結論からお伝えします。
「勉強しなさい」と言ったからといって、突然自分で勉強し始める子どもになってくれるわけではありません。ハーバード大学の研究が示す「自分で学ぶ子」の育て方は、親が「教える」ことをやめて、子どもが「やりたい」と思える環境を作ることでした。
「うちの子、全然自分から勉強しないんです」
いろパパも、上の子が小学校に入る前から、そんな不安を感じることがありました。どうすれば自分から学ぶ子になるのだろう。怒っても効果がなく、褒めても続かない。
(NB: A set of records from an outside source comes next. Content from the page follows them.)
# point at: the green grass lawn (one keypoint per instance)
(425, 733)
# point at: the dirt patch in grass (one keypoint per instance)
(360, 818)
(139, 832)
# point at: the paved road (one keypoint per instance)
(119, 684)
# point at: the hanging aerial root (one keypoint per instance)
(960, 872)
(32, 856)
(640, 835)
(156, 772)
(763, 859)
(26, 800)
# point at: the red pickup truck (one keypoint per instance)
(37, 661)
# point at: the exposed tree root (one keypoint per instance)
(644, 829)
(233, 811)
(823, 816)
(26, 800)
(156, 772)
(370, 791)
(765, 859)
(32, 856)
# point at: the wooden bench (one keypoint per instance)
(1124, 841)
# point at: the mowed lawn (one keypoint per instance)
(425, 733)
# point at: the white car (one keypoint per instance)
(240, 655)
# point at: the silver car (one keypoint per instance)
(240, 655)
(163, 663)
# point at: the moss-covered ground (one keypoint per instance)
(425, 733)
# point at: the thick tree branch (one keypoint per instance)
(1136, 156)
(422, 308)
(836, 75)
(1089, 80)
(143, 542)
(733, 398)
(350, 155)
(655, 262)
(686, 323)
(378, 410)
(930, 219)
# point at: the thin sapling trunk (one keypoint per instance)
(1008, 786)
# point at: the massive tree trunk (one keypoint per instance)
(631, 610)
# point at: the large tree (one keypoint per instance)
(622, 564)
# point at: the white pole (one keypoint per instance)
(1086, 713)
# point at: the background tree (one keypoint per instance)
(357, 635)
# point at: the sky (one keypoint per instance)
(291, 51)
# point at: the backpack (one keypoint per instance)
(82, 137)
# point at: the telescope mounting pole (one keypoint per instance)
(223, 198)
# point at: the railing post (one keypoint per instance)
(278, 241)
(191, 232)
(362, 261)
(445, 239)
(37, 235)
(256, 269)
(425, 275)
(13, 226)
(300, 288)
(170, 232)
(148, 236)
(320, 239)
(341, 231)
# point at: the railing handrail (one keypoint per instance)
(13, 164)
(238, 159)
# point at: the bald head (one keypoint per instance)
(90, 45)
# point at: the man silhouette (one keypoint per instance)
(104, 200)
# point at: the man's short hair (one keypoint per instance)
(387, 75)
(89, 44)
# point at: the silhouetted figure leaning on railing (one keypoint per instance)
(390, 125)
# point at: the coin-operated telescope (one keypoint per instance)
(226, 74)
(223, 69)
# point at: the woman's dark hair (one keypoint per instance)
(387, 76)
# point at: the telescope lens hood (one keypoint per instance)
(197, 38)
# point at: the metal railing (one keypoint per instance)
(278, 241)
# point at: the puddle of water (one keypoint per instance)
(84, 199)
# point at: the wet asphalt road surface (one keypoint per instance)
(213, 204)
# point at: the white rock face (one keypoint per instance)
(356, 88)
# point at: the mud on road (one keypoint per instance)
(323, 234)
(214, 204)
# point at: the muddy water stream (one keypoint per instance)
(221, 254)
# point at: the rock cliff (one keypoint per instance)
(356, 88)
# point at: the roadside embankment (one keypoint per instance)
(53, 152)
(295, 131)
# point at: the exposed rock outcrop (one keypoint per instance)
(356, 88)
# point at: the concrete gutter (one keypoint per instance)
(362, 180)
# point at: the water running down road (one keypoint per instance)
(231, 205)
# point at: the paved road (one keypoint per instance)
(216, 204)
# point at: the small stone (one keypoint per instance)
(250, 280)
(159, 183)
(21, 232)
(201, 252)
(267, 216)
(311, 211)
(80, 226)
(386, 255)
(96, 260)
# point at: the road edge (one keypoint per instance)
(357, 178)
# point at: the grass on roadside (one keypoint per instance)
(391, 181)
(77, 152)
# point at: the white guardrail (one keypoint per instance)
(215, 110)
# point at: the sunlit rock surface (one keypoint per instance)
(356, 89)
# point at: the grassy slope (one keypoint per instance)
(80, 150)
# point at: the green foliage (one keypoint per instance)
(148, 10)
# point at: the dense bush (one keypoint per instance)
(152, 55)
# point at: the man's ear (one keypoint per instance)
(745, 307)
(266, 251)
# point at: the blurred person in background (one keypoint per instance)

そこでハーバード大学の研究を調べていくうちに、驚くべきことがわかりました。「小学校3年生のころには、自分で勉強するようになっていた」「成績がよいことで、あまり褒められてはいない」。ハーバード生たちが口をそろえて言う「育てられ方」には、共通のパターンがあったのです。
この記事でわかること
- ハーバード大学の「子育ての公式」とは
- 自分で学ぶ子の育て方8選(具体例つき)
- やってしまいがちなNG行動
- 今日からできる声かけ例
- よくある質問
ハーバード大学の「子育ての公式」とは
ハーバード大学の学生・卒業生を対象にしたインタビュー調査から、優秀な人間を育てる「子育ての公式」が判明しました。それは、子どもの人生の各段階で親が8つの役割を果たすことです。この公式を使えば、生来の能力や環境に関係なく、子どもは学業成績が上がり、充実した人生を送れるといいます。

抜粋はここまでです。